作者: 不愿透露姓名的李某某 | 来源:发表于2019-07-22 08:48 被阅读0次

    方式一:

    package Day05

    import org.apache.spark.rdd.RDD

    import org.apache.spark.{SparkConf, SparkContext}

    object Sortcust01 {

    def main(args: Array[String]): Unit = {

    val conf=new SparkConf().setMaster("local[*]").setAppName(this.getClass.getSimpleName)

    val sc=new SparkContext(conf)

    //排序,首先按照颜值的降序,如果颜值相等,再按照年龄的升序

        val users=Array("laoduan 30 99","laozhao 88 99 ","laoyang 12 454")

    //将Driver端的数据并行化变成RDD

        val lines = sc.parallelize(users)

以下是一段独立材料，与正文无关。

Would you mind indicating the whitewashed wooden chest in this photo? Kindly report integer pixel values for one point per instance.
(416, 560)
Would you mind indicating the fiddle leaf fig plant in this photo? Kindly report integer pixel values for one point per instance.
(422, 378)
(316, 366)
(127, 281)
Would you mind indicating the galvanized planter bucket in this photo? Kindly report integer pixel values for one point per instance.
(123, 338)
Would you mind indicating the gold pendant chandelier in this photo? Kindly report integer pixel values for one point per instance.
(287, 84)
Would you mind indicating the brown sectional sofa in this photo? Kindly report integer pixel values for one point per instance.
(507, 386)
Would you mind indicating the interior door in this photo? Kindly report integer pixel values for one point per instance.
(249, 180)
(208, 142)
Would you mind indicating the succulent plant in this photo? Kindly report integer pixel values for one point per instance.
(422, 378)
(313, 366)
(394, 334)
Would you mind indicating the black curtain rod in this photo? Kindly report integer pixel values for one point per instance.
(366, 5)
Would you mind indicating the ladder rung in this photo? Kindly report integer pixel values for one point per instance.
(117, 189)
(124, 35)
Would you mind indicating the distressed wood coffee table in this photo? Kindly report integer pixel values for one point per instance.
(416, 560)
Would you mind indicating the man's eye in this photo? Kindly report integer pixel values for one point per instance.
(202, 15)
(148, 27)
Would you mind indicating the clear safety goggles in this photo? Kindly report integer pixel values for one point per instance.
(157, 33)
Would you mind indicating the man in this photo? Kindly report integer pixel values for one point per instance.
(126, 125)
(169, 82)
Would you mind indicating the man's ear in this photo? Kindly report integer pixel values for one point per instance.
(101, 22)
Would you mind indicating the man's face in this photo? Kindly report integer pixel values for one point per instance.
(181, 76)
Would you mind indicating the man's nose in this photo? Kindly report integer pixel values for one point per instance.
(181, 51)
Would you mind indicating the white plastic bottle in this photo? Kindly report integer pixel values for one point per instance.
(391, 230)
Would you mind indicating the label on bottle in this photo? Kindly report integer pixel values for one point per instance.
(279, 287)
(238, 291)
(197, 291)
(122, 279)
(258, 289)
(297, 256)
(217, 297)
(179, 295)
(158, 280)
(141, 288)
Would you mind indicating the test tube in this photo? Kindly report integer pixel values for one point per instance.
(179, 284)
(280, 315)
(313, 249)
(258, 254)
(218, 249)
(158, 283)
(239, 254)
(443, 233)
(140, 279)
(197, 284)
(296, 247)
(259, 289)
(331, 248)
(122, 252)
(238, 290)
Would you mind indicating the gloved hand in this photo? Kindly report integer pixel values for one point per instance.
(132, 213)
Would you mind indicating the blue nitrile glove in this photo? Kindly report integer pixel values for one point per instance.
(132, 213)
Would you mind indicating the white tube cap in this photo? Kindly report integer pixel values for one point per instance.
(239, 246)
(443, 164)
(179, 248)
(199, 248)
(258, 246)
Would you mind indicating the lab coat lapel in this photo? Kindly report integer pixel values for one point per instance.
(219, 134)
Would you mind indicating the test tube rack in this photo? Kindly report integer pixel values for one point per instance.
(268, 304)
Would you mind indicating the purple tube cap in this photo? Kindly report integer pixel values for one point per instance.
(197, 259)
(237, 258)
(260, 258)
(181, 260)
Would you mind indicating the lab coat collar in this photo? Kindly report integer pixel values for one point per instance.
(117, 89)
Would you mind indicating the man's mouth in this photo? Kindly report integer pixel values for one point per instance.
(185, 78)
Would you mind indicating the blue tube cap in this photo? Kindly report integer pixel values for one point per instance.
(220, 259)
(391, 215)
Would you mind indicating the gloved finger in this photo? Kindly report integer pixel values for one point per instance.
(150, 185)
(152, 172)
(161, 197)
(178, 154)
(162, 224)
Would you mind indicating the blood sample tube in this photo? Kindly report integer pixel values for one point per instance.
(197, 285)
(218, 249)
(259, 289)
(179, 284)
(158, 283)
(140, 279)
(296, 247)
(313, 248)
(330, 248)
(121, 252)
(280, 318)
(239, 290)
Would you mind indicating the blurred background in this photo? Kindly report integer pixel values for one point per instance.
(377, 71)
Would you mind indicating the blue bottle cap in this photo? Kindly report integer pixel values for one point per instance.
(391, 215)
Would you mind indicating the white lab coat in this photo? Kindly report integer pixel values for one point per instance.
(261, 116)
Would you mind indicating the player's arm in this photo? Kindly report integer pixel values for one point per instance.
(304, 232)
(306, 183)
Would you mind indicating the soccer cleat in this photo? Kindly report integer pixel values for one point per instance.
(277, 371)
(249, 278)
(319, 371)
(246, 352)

    val lmap: RDD[User] = lines.map(t => {

    val sp = t.split(" ")

    val name = sp(0)

    val age = sp(1).toInt

    val yan = sp(2).toInt

    new User(name,age,yan)

    })

    //将RDD里面装的User类型的数据进行排序

        val lsort: RDD[User] =lmap.sortBy (u => u)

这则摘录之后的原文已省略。